L’Umbria si risveglia

di Alessio Moroni.

Il 27 Ottobre 2019 è una data da segnare sui calendari di tutte le case umbre: per la prima volta nella storia, nel “cuore verde” a vincere non é stata una lista di sinistra ma la coalizione di centro-destra guidata dal nuovo Presidente Donatella Tesei. Una vittoria schiacciante, 57,5% dei voti, contro il 37,48 ottenuto dal candidato Vincenzo Bianconi. Nessuna alibi può essere quindi sostenuta dal Partito Democratico e dai 5 Stelle, entrambi colpevoli di aver tentato di replicare l’esperimento di alleanza portato avanti nell’attuale esecutivo nazionale: per loro deve essere invece il tempo dell’auto-critica, di fronte al crollo di consensi ricevuto in una regione che, assieme alla Toscana e all’Emilia Romagna, é stato una roccaforte rossa sin dagli anni “70. Gli elettori grillini hanno deciso di punire i propri candidati, rei di aver sostenuto un binomio con lo stesso partito che avevano deleggitimato una volta scoppiato lo scandalo sanità della Giunta Marini. È difficile accettare di stringere un patto col nemico unicamente in funzione anti-salviniana.
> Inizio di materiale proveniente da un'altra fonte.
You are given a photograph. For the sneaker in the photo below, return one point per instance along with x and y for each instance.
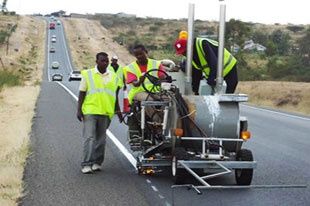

Matteo Salvini é il principale vincitore di questa tornata elettorale: il suo partito si é rivelato, pressoché ovunque, la prima forza partitica. Questa vittoria non nasce dal nulla ma era stata profeticamente anticipata dai numerosi successi ottenuti nei territori comunali (su tutti quello nel comune di Terni dello scorso anno, con la vittoria del candidato sindaco Leonardo Latini). Che piaccia o meno, l’ex ministro dell’interno sa comunicare alle persone, sia in piazza (dove da un mese a questa parte é sempre stato presente) sino al formidabile uso che fa dei social network (coaudivato anche da un gruppo di assoluto livello, con a capo il talentuoso Luca Morisi). Sul gradino più alto del podio ci si può inserire anche Giorgia Meloni: la leader di Fratelli d’italia riesce addirittura ad andare in doppia cifra e a doppiare Forza Italia (unica delusione della compagine vincente), mettendosi al tavolo dei partiti politici di rilievo, acquisendo la credibilità per poter dire la propria anche in un eventuale futura elezione nazionale.
L’Umbria il 28 Ottobre si risveglia sovranista: delusa da una sinistra che per troppo tempo ha abbandonato la fascia proletaria di cui si faceva difensore (e di cui L’Umbria, a causa della presenza dell’Acciaieria, é piena) e colpevole di aver dato per scontata l’eterna permanenza al governo umbro. Conte ha infiammato ancor di più l’animo degli abitanti della Regione, affermando che il voto non avrebbe avuto significato per l’esecutivo nazionale, poiché le province di Perugia e Terni contavano gli stessi abitanti della città di Lecce: una dichiarazione fuori luogo che é costato un aumento dell’astio degli Umbri verso due partiti da cui ora si sentono lontani.
Da oggi inizia un nuovo giorno per l’Umbria: l’alternanza é finalmente realtà e ciò non può che essere un bene in uno Stato, in una regione o in una località democratica. Avere alla maggioranza sempre le stesse realtà partitiche può portare alla creazione di un’oligarchia in cui sono in pochi a prendere decisioni ed il ricambio é frutto solo di dinamiche interne al partito.
La Destra ha un grande onore ma anche un grande onere: dimostrare di essersi meritata i voti degli abitanti di una delle regioni più affascinanti della penisola e di poter rilanciare un territorio da tempo in crisi (penultima regione per tasso di sviluppo economico) e di cui, almeno fino allo scorso anno, non si vedeva la luce in fondo al tunnel. Donatella Tesei ha il compito di guidare una trasformazione non solo politica ma anche sociale, economica, civile ed etica. Che sia l’inizio di una nuova era.